5 gamers found this review helpful
Enter the Gungeon

Just avoid it.

I agree with most of the other negative reviews. Many useless guns, annoying reload mechanics (why doesn't it reload automatically when I hold the fire button?), WAY too much randomness when it comes to getting guns (synergises with many of them being basically useless or too freaky to use, so a chance to get a good one is even smaller), almost impossible health management (extremely easy to loose health, very hard to replenish it), bullet-spongy enemies (yes, even the basic ones on lvl 1), getting swarmed with many enemies that use varied mechanics that make it hard to avoid getting hit, basically no progress whatsoever between runs, unrewarding gameplay... I feel tricked with the videos showing only the cool stuff. Yes, the cool stuff is there, but is EXTREMELY diluted by the tediouseness brought by above mentioned issues. I am not going to waste my time playing a game that is only satysfying 10% of the time, with the other 90% being just plain annoying and frustrating. And all of this just in the first 75 minutes of gameplay. I am not interested in the slightest to discover more of it, I've had enough. Overall a bad and disappointing experience, I have played LOTS of better bullet hell Flash games for free. I wish there was a way to get a refund like on Steam...

7 gamers found this review helpful
Tesla vs Lovecraft

Way too grindy and repetitive

+ Shooting feels OK + Tesla + Reasonably priced + Runs fast - Looks and plays like a Unity asset flip. - Extremely grindy on difficulties higher than normal. You need to complete the levels multiple times to collect crystals in order to buy permanent upgrades. Doesn't sound so bad until you realize that an upgrade can cost 100 crystals and you only get 2-4 per level. If you don't miss them that is, since they have a nasty habit of spawning just before a level ends. This was surely done on purpose as it happens WAY too often. - RNG is god on higher difficulties. Perks are pretty much random and if you get really unlucky, you won't stand a chance in beating a level.
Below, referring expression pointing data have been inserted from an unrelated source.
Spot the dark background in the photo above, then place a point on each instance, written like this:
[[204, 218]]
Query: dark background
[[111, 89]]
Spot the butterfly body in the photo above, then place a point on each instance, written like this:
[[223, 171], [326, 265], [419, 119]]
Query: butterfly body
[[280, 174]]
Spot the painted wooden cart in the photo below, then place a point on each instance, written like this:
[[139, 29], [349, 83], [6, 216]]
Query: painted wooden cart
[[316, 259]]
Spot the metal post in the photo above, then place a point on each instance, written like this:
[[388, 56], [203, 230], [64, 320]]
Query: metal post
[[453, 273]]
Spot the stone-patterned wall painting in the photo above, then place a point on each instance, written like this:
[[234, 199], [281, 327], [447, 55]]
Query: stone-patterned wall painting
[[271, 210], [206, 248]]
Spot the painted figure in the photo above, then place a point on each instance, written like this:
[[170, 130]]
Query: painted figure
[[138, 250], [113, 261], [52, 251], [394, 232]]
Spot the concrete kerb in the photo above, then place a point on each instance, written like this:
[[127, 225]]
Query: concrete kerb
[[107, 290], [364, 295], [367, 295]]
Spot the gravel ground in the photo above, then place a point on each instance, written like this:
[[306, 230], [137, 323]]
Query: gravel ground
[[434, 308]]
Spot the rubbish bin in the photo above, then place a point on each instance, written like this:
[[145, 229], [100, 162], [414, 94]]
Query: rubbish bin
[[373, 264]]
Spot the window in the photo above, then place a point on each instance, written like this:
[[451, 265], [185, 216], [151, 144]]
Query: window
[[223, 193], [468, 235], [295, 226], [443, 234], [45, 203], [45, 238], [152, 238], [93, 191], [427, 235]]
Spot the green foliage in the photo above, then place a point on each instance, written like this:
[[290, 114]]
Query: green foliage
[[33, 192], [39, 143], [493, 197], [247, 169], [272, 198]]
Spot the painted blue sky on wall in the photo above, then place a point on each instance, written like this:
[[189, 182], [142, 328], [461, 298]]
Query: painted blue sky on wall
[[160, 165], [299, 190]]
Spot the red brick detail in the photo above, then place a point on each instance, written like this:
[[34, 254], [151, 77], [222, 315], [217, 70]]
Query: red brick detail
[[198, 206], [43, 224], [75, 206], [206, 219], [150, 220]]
This synergizes perfectly with the point I mentioned above, increasing the already excessive grindiness. - Monster power scales to levels gained on a map. I hate this with a passion as it means that the game punishes you for increasing the strength of your character. At the very least they could introduce varying monster types (even if the only difference was their color) so it wouldn't be so blatant. Instead they just increase the stats of the creeps. This is simply lazy development.